French President Francois Hollande’s government won its first confidence vote even as the resignation of Budget Minister Jerome Cahuzac increased the political challenge of revamping Europe’s No. 2 economy.
The no-confidence motion against the government’s handling of the economy by the opposition Union for a Popular Movement was defeated with only 229 of 540 lawmakers voting in favor. The vote came as Cahuzac, 60, became the first minister to step down since Hollande won power in May, exiting amid an investigation into whether he had an undeclared Swiss bank account.

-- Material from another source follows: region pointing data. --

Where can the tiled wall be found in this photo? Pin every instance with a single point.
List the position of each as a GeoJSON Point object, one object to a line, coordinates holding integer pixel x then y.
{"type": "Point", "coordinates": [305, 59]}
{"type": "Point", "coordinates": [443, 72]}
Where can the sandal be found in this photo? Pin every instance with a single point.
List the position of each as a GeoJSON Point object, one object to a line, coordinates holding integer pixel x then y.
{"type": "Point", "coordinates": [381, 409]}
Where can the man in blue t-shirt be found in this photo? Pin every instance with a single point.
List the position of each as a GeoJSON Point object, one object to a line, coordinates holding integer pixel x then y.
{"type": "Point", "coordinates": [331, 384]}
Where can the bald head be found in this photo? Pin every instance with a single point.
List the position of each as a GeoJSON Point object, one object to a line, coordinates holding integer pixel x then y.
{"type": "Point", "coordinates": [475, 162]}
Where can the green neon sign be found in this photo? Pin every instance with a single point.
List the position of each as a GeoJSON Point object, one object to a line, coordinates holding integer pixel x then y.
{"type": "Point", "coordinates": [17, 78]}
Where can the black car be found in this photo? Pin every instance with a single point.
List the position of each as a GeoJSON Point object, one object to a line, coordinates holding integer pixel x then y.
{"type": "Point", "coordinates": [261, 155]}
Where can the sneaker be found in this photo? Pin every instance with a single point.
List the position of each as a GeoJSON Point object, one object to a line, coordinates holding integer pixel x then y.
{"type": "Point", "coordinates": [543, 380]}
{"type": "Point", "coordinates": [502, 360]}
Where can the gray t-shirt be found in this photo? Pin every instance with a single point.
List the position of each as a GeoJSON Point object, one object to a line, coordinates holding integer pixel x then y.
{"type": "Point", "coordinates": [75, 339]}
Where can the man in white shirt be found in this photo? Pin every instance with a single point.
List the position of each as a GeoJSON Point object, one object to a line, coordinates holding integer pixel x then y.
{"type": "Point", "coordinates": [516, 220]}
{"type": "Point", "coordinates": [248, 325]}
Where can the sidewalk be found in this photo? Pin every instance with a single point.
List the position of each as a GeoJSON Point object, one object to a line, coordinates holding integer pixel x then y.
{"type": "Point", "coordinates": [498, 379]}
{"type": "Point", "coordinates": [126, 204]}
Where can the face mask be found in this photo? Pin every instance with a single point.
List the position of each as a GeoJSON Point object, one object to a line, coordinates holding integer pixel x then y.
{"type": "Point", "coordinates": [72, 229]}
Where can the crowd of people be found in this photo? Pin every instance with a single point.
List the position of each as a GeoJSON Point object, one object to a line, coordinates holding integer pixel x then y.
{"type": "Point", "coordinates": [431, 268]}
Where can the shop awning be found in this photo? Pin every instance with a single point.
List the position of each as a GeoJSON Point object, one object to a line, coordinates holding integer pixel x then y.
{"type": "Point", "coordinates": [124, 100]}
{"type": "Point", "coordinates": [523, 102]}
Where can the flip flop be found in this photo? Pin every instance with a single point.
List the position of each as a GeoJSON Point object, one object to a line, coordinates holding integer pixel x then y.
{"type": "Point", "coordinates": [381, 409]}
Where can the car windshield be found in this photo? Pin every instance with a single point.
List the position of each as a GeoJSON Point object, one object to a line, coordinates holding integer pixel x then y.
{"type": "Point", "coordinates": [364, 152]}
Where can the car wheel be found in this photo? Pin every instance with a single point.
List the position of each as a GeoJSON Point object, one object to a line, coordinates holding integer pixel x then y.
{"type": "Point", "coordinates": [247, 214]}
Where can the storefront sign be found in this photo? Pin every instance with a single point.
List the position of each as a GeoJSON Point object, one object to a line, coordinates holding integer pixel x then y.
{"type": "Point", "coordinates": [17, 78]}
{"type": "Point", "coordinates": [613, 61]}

The opposition’s questioning of government policies and the departure of Cahuzac under a cloud underline the challenges faced by Hollande as he grapples with a stalled economy, unemployment at a 13-year high and European Union pressure to cut France’s budget deficit. Hollande’s approval rating fell 8 points in the past month and is at a record low for a president 10 months into his mandate, a BVA poll showed this week.
“There’s been bad news on unemployment, the deficit and growth,” said Celine Bracq, a pollster at BVA. “As long as there is no sign of evidence that his actions are working, his popularity can continue to drop.”
Cahuzac’s exit is a particular blow for Hollande because the minister was in charge of pushing through 5 billion euros ($6.5 billion) in spending cuts by the end of the month to appease the European Commission after the government said it would miss its deficit-reduction target this year.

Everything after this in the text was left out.